英语励志短文:A sort of unselfish selfishness 一种无私的自私
When a man is ten, he has a boy's faith in almost everything: even Santa Claus is a belief he is not quite ready to give up so long as there is a chance the old gentleman may really live and deliver. When a man is twenty, he is closer to compete disillusion and stronger conviction than he will probably ever be in his life.
This is the age of atheists and agnostics; it is also the age of martyrs. Jesus Christ must have been a very young man when he died on the cross; Joan of Arc, they say, was only nineteen as the flames consumed her. It is in the later years---oh, anywhere from thirty to fifty---that a man at some time stands with the tatters of his hopes and dreams fallen from him and asks himself:"What, indeed, do i believe?"

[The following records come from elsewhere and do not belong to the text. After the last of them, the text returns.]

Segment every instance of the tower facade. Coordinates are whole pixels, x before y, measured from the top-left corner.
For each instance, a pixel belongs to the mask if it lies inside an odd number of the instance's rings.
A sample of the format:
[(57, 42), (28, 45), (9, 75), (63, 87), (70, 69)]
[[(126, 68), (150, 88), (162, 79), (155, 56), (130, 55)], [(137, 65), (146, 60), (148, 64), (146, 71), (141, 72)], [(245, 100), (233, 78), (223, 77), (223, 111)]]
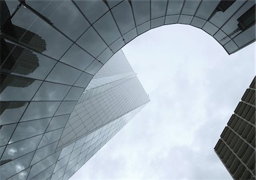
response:
[(221, 133), (214, 151), (234, 179), (255, 179), (255, 78)]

He is very apt, then, to cling to the words of other men who have written for him the shadow signposts that come as anything to pointing pathways he found best in the past and roads he will trust on the way ahead. These words may be mere copybook maxims: that honesty is the best policy, or haste makes waste. They may be alone from Shakespeare---
"To thine own self be true"---or from the bible---"All things whatsoever ye would that men should do to you, do ye even so to them"---or from the poets" i myself am Heaven and Hell". They may seem a sort of hodgepodge in a man's mind, yet they can make a pattern not inconsistent and not weak.
So if i believe that i myself am Heaven and Hell, that anything less than honesty to myself and others is a boomerang on them and me; if my translation of the Golden Rule is simple acts of kindness and understanding and compassion, practiced in the hope that they will be shown to me, then i have a way of life that is a sort of unselfish selfishness. The bald statement may sound cynical, but if i can follow that way, i shall not be too unhappy here and i may face death with regret but an untroubled face and a stout heart.
But there are blocks and pitfalls in a way of life, even assuming that a man can adhere to it steadfastly despite his own inclinations to deviate. These obstacles are the work other men who adhere to other ways. Hence kindness and compassion are not enough.
A man, i believe, must have courage and fortitude and a burning sense of justice, too. There are times we should turn the other cheek, but there are likewise times when we must fight the good fight. When? Well, if a fellow can't find the answer on the signposts or in his heart, i guess he has just got to pray.